Commenting on the development, KM Gopakumar, Legal Advisor, Third World Network (TWN) said, “The TRIPS waiver proposal if agreed by other WTO member countries would help the fight against COVID-19 by promoting local manufacturing of medical products required for the COVID- 19 response. In the absence of IP protection, it can facilitate the technology transfer more easily and facilitate local production. This would in turn bring competition in the market of medical products and bring down the prices. Such a move, in any way, will financially affect the companies because the R&D functioning for COVID-19 is predominantly through public funding.”
Gopakumar added, “Though Article IX of the Agreement Establishing, WTO allows taking decisions on waiver by three fourth of the majority, generally such decisions in the WTO are taken by consensus.
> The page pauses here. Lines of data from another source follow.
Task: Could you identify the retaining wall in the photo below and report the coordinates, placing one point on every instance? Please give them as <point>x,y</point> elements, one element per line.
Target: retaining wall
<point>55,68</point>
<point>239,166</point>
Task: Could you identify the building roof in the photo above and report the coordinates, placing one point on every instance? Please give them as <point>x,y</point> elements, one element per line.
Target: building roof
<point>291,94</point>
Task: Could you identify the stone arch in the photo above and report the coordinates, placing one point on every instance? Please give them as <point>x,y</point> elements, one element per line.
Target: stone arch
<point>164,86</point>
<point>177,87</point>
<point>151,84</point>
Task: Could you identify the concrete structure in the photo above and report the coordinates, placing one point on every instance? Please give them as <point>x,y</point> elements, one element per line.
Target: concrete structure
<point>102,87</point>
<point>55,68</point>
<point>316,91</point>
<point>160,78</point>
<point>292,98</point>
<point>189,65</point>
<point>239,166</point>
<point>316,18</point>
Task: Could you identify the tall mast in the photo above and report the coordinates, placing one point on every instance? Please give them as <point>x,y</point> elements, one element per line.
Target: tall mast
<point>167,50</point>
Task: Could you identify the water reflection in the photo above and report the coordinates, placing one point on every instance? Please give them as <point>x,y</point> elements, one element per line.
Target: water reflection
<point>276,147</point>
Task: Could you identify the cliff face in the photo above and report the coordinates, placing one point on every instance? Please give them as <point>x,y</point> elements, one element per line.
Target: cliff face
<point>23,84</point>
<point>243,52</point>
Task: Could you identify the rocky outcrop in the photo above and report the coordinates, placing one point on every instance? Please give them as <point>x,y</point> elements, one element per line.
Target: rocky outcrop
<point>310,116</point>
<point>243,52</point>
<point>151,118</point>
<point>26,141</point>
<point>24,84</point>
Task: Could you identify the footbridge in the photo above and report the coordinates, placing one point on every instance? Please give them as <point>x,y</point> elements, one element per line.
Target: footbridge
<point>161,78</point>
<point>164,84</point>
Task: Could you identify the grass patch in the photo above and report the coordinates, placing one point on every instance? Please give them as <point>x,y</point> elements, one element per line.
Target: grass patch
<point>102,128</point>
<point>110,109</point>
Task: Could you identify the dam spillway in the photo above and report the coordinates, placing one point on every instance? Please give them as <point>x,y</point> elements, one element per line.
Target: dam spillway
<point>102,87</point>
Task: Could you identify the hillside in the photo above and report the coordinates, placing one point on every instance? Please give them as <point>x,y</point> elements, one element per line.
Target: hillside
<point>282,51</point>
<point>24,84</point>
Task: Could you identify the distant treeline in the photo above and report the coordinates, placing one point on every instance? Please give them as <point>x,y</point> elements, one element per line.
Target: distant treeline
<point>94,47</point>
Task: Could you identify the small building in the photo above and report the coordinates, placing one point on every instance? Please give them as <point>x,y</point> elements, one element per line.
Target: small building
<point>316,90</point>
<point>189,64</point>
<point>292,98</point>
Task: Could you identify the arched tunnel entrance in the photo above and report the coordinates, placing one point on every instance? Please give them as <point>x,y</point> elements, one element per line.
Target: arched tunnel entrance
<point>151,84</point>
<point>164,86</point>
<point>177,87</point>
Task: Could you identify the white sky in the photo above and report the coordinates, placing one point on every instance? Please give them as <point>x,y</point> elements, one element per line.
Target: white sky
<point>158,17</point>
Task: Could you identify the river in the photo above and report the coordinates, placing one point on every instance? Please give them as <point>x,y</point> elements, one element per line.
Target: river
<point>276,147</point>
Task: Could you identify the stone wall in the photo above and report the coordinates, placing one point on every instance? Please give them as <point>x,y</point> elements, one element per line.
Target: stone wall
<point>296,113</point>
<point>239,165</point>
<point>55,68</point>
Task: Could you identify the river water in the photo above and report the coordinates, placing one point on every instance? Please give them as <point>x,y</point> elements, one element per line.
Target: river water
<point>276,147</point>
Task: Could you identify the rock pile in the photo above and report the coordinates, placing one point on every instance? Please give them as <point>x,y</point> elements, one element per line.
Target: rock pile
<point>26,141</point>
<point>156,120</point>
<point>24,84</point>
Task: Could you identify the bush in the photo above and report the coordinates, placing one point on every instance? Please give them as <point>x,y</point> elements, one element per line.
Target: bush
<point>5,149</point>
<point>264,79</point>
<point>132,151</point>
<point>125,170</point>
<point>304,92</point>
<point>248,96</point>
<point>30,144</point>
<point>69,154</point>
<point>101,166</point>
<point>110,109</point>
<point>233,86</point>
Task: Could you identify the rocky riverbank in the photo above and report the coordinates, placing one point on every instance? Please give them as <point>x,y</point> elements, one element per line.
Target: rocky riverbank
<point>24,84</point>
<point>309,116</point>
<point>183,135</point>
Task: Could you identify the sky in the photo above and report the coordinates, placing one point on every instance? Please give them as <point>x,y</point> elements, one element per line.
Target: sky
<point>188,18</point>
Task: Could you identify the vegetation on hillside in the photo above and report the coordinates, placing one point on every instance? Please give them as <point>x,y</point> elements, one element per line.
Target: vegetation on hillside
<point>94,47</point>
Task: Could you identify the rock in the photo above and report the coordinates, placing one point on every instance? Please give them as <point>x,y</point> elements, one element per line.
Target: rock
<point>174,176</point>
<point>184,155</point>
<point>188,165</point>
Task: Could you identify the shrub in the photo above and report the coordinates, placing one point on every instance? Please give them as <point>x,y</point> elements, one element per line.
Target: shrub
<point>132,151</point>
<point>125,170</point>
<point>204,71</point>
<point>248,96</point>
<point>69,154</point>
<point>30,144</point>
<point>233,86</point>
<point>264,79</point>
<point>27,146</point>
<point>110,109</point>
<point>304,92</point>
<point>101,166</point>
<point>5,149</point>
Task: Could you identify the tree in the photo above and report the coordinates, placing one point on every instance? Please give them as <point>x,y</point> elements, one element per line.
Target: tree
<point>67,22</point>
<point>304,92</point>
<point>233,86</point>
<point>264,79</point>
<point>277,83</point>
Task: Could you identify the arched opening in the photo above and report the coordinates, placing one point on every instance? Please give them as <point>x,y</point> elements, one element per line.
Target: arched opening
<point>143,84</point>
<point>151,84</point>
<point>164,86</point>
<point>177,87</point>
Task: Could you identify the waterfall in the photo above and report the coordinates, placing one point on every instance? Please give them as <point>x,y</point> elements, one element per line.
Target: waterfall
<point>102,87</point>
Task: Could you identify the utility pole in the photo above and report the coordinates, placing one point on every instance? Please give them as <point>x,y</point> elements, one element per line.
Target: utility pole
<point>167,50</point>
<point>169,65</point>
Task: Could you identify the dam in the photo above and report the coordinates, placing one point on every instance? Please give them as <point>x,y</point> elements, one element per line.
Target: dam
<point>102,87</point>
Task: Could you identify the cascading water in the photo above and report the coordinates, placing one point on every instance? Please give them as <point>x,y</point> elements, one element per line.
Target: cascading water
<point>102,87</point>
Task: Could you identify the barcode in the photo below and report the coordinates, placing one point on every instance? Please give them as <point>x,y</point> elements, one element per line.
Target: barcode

Therefore, the consensuses of other WTO members are required to give the legal effect to the proposal”.
“In 2001, at the height of the HIV epidemic when nearly 10,000 people a day were dying of AIDS, the Doha Declaration on TRIPS and Public Health affirmed that governments are free to take all necessary measures to address IP barriers to protect public health. Very simply, it puts governments in the driving seat to be able to put life before profit. The India and South Africa proposal to the WTO TRIPS Council does precisely that for COVID-19. This bold proposal, if accepted by WTO membership, will facilitate technology transfer for effective COVID-19-related vaccines, drugs or diagnostic tests as the waiver covers patents, copyright, industrial designs, and undisclosed information including know-how and trade secrets,” commented Leena Menghaney, Head, Médecins Sans Frontières’ (MSF) Access Campaign in India.
“WHO having declared COVID -19 as a pandemic and since all IP covenants such as Paris Convention, TRIPS and others including most National IP laws, include such provisions for overriding patents during pandemics and national emergencies, it is appropriate for the WTO to endorse such a resolution for waiving IP/Patent rights on all forms of medications related to the pandemic. A review may be undertaken in one year from the date of the waiver,” informed Dr. Gopakumar Nair, Patent Attorney, and CEO, Gopakumar Nair Associates.
He said, “In the specific case of Anthrax thread, the US had waived patent rights on relevant antibiotics in 2001. Therefore, considering the present pandemic situation COVID-19, they should be considering it.”